Keratoconus patients often have high astigmatism so adequate vision cannot be achieved with eye glasses and soft contact lenses. Therefore, clear vision is achieved with gas permeable rigid contact lenses in these patients. However, adjustment to these lenses is difficult and not every patient can use them.  Hybrid contact lenses have a rigid center and a soft periphery. Patients can have a more comfortable and clear vision with hybrid contact lenses.

Color Contact Lenses

It is possible to have natural, stunning looks with color lenses. For eyes with refractive errors, color lenses can not only correct the refractive error, but also give the person their choice of eye color.

Chromagen Lenses

Chromagen lenses are unique products designed to help people who have color deficiency and difficulty in reading. Chromagen haploscopic filters are specially chromized and can be worn as glasses or contact lenses. These have been developed for people with color blindness and trials have demonstrated a success rate of 97%.

How Does Chromagen Work?

Chromagen haploscopic lenses change the level of each color going into the non-dominant eye and, in some cases, both the dominant and non-dominant eye, enabling enhanced color perception and color discrimination. For many people, developments in color perception and discrimination can be dramatic. The brightness of each color is strongly enhanced, including the colors perceived correctly.

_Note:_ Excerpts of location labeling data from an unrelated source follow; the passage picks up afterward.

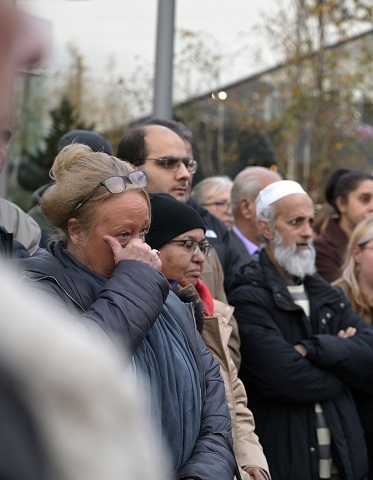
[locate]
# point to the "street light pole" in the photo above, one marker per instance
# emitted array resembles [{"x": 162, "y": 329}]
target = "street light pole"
[{"x": 162, "y": 102}]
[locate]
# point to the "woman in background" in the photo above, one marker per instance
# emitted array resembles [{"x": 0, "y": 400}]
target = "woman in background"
[
  {"x": 350, "y": 193},
  {"x": 357, "y": 283}
]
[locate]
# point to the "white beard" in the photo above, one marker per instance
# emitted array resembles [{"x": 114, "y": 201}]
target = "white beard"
[{"x": 297, "y": 264}]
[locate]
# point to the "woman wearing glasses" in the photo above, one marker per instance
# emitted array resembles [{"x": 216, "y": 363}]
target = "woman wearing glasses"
[
  {"x": 214, "y": 193},
  {"x": 357, "y": 283},
  {"x": 178, "y": 231},
  {"x": 101, "y": 269}
]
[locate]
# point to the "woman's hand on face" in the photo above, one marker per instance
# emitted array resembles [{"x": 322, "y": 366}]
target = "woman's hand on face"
[{"x": 136, "y": 249}]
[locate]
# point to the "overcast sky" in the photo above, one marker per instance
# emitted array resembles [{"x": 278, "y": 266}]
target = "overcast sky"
[{"x": 126, "y": 29}]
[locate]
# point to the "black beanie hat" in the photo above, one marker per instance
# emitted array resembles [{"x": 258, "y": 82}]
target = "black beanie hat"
[
  {"x": 92, "y": 139},
  {"x": 169, "y": 219}
]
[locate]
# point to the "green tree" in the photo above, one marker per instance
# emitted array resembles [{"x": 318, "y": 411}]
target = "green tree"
[{"x": 34, "y": 172}]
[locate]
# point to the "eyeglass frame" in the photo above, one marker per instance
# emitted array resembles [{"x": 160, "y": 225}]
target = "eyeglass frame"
[
  {"x": 197, "y": 246},
  {"x": 103, "y": 184},
  {"x": 219, "y": 204},
  {"x": 193, "y": 167}
]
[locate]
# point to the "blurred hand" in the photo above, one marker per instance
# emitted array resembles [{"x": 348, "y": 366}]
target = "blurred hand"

Purposes of Chromagen Lenses:

  • Enhancing overall color perception
  • Achieving clearer and brighter color vision
  • Discriminating between color tones
  • Naming colors
  • Improving safety (e.g. traffic and brake lights)
  • Increasing visual capacity for color vision tests

These lenses are not effective in patients whose color vision is disrupted later due to retinal or optic nerve disorders.

Therapeutic Contact Lenses

Therapeutic contact lenses are used to improve epithelial healing in the cornea, prevent epithelial erosion or control the pain felt in the corneal surface.

Prosthetic Contact Lenses

If one eye has a different color than the other, you can have your ideal eye color with prosthetic lenses. A soft lens can be tinted any color that you want in order to eliminate the difference between the eyes.